Além do mais, temos um presidente comprometido com a política de proteção ao meio ambiente substituindo um que, ao contrário, considerava esse um entrave ao desenvolvimento. Na teoria, o discurso de Lula foi correto, com boas posições, mas a falta de liderança na região, a América Latina, enfraquece a retórica. Não apenas não estamos liderando um movimento de políticas climáticas, como temos recaídas em políticas de combustíveis fósseis que deveriam ser desativadas, e não incentivadas, como a exploração da Margem Equatorial na foz do Rio Amazonas.
As incongruências das políticas governamentais trazem também problemas na área externa, especialmente no relacionamento ambíguo com a Venezuela de Maduro. O mundo ocidental de maneira geral repudiou a pretensa vitória de Maduro nas eleições e espera uma solução permanente até o fim do seu mandato, em dezembro deste ano, que não sua permanência na Presidência do país. Se o Brasil, em vez de simplesmente dar de ombros, não pressionar ativamente o vizinho, sinalizará que seu compromisso com a democracia não chega ao ponto de isolar um antigo aliado da esquerda na região que pretende liderar.
A retórica de Lula continua afiada, mas já não basta para lhe dar a liderança regional. Tanto que não estava presente nenhum mandatário dos principais países do mundo no discurso da Cúpula do Futuro, e a palavra do presidente brasileiro foi cortada depois dos 15 minutos regulamentares que cada um tinha para falar. Lula foi ouvido apenas pelos convertidos. Certamente retornará ao assunto na Assembleia Geral da ONU que abre, como sempre faz um presidente brasileiro.
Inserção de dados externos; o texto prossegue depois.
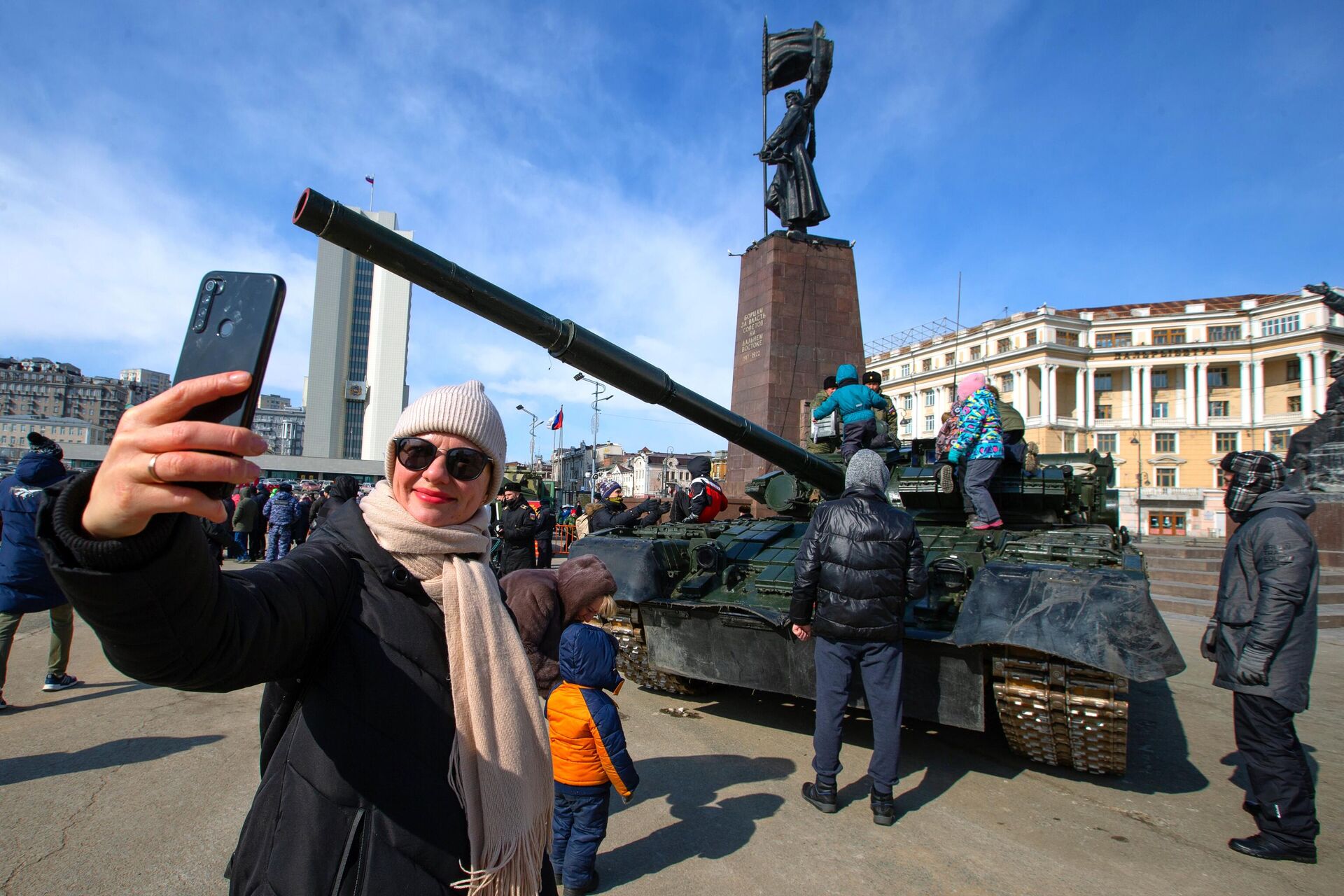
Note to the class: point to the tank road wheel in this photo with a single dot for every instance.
(634, 659)
(1062, 713)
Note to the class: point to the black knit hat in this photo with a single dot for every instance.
(39, 444)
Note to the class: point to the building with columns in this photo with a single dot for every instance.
(1167, 388)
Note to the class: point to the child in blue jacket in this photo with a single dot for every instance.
(588, 754)
(855, 403)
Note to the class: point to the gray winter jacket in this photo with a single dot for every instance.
(1266, 594)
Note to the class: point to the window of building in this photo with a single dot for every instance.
(1171, 336)
(1280, 326)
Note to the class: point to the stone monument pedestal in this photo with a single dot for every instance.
(797, 321)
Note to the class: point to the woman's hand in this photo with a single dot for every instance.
(125, 492)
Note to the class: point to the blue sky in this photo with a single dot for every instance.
(596, 159)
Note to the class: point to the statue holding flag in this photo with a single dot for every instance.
(788, 57)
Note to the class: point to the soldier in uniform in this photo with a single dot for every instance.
(518, 531)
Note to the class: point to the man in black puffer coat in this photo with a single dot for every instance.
(1262, 637)
(859, 562)
(612, 512)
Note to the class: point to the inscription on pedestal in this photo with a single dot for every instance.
(797, 320)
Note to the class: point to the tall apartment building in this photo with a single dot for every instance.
(356, 365)
(281, 425)
(144, 384)
(42, 387)
(1167, 388)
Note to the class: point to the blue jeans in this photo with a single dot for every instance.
(578, 825)
(879, 668)
(277, 542)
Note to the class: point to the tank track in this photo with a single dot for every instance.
(1062, 713)
(634, 659)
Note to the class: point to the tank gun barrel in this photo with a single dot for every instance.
(562, 339)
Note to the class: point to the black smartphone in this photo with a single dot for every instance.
(233, 326)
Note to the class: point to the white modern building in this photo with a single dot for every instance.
(356, 365)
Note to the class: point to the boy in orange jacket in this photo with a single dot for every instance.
(588, 754)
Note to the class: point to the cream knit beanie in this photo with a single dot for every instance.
(456, 410)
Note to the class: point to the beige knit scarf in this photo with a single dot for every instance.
(500, 762)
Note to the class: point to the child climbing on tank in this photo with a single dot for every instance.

A tradição de abrir a Assembleia, que se deve a Oswaldo Aranha, não tem nenhum valor quando o presidente brasileiro é um arrivista aventureiro, como Bolsonaro. Mas Lula já teve uma dimensão internacional que hoje não corresponde à realidade, apenas a sua história de vida. Isso mostra que a importância do Brasil no cenário mundial, ou de Lula como líder global, é muito relativa, depende do momento, que não é bom para o Brasil, com as queimadas na Amazônia ou a ditadura que vem sendo implantada no nosso quintal.
Sobretudo na questão do meio ambiente, de que o Brasil já foi líder respeitado sob o mesmo Lula, o país poderia estar mais bem posicionado, embora se mantenha como referência, não apenas pela diversidade de nossos biomas e por nosso potencial de energia renovável. Foram os maiores incêndios já registrados nos últimos tempos, mas o país não montou estrutura de prevenção ao fogo e de combate às consequências da mudança climática.
A autoridade climática, proposta encampada por Lula no segundo turno, não aconteceu; só agora o presidente se dispôs a discutir a questão. O Brasil tem os caminhos certos teoricamente, mas na prática ainda não é exemplo — e deveria ser — de país voltado para a energia alternativa e para o combate à poluição. Não se preparou, não tem estrutura, nem legislativa, nem técnica, para levar adiante esse combate. Ainda temos tempo, mas as prioridades têm de mudar.